Im Emirat Dubai kann der Umfang der Krankenversicherung ebenfalls von dem Arbeitgeber bestimmt werden.
2. Unfallversicherung
Eine gesetzliche Unfallversicherung existiert in den VAE nicht.
Allerdings hat der Arbeitnehmer gemäß UAE Federal Law No. 8 of 1980 in seiner derzeit gültigen Fassung bei Betriebsunfällen einen Schadensersatzanspruch gegen den Arbeitgeber. Es ist daher anzuraten, dass sich der Arbeitgeber für diesen Umstand entsprechend versichert. Das Risiko deckt in den VAE die sogenannte Workmen's Compensation Insurance ab.
In einigen Freihandelszonen, wie beispielsweise der Jebel Ali Free Zone und dem Dubai Multi Commodities Centre, ist der Abschluss einer solchen Versicherung für alle Arbeitgeber ab der Einstellung des ersten Arbeitnehmers verpflichtend. Im Staatsgebiet der VAE stellt die Workmen's Compensation Insurance lediglich eine Option für den Arbeitgeber dar.
3. Arbeitslosenversicherung
Eine gesetzliche Arbeitslosenversicherung besteht in den VAE nicht.
4. Rentenversicherung
Auch ist eine gesetzliche Rentenversicherung für ausländische Arbeitnehmer in den VAE nicht vorgesehen.
Allerdings könnte die Abfindung, die von Gesetzes wegen am Ende eines Arbeitsverhältnisses dem Arbeitnehmer zu gewähren ist (sogenannte Severance Pay oder Gratuity), als Ersatz für die Zahlung einer Rente angesehen werden.
Die Abfindung ist von dem Arbeitgeber zu zahlen, sobald das Arbeitsverhältnis länger als ein Jahr andauerte und sofern nicht außerordentlich gekündigt wurde.

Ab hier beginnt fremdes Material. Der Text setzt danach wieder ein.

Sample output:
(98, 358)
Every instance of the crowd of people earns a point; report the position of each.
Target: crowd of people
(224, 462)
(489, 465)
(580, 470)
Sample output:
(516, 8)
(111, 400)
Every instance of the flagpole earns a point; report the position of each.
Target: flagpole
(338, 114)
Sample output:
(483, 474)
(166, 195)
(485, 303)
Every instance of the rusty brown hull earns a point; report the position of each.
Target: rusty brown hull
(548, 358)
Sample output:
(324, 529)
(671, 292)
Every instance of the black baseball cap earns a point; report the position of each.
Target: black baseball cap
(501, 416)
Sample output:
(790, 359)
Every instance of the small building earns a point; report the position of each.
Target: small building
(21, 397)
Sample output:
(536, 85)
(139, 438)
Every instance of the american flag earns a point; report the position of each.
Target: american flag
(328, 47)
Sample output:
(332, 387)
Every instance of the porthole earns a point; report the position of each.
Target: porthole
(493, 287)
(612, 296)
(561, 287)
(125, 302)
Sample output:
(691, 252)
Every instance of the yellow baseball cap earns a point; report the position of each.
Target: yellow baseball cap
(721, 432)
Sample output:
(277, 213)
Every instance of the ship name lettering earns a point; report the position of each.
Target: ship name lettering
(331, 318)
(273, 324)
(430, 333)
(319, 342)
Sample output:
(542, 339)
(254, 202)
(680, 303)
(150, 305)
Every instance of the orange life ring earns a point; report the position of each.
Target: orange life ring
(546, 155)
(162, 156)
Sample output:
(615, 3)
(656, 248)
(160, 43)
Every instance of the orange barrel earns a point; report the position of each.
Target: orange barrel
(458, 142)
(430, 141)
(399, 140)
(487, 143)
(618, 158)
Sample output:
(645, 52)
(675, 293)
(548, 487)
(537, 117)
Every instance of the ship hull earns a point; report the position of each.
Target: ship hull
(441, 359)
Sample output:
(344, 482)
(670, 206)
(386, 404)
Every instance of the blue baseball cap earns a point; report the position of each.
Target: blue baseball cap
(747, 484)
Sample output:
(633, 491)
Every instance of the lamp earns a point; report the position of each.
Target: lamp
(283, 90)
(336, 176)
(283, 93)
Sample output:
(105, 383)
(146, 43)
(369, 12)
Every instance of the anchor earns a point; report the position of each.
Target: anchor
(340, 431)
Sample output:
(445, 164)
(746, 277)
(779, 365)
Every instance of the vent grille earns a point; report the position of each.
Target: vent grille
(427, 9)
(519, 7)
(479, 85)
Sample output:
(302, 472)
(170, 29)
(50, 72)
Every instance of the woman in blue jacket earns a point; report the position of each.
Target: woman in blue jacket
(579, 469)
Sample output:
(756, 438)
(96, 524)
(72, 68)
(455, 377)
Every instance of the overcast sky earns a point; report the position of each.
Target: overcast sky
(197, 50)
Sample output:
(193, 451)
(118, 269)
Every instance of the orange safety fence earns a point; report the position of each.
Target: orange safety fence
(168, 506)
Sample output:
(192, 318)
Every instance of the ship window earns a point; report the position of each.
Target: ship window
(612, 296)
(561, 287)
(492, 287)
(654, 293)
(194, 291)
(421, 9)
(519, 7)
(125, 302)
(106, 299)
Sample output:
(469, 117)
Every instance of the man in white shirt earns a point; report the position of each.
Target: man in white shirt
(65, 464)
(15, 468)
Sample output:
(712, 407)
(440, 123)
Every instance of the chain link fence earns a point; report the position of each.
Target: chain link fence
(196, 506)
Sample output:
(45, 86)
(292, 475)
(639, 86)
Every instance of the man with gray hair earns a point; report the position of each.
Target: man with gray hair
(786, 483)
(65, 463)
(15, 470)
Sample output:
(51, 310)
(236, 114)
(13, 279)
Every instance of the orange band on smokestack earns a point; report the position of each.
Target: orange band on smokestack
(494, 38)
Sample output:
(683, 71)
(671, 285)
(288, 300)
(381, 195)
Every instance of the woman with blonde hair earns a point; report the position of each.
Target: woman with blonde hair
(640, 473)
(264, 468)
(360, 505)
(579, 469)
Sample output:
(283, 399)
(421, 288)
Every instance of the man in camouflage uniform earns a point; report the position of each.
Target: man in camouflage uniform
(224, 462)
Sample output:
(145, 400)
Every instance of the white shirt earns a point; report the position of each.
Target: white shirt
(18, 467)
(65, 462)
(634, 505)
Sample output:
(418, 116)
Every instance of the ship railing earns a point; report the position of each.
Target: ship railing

In Fällen, in denen der Arbeitgeber im Rahmen eines unbefristeten Arbeitsverhältnisses nach mehr als einem Jahr Beschäftigungsdauer eine ordentliche Kündigung ausspricht, steht dem Arbeitnehmer in den ersten fünf Jahren der Betriebszugehörigkeit pro Jahr der Beschäftigung eine Abfindung in Höhe von 21 Tagen des zuletzt bezogenen Monatsgrundgehalts zu. Für jedes weitere, über das fünfte Beschäftigungsjahr hinausgehende Jahr steigt die Abfindung auf ein volles Monatsgrundgehalt an. Die Höhe der Abfindung ist auf maximal zwei Jahresgrundgehälter begrenzt.
Kündigt der Arbeitnehmer ein unbefristetes Arbeitsverhältnis selbst, werden je nach Dauer der Betriebszugehörigkeit unter Umständen Abzüge fällig.
5. Pflegeversicherung
Eine gesetzliche Pflegeversicherung existiert in den VAE nicht.
6. Zusammenfassung
Das Sozialversicherungssystem der VAE ist mit europäischen Standards vor allem für ausländische Arbeitnehmer derzeit nicht vergleichbar. Insbesondere das gänzliche Fehlen einer Arbeitslosen- und Pflegeversicherung sowie die Abhängigkeit von dem Umfang des vom Arbeitgeber gewährten Krankenversicherungsschutzes zeigt, dass es in den VAE zumeist dem ausländischen Arbeitnehmer obliegt, sich gegen Schäden, die die soziale Existenzgrundlage gefährden können, privat (zusätzlich) abzusichern.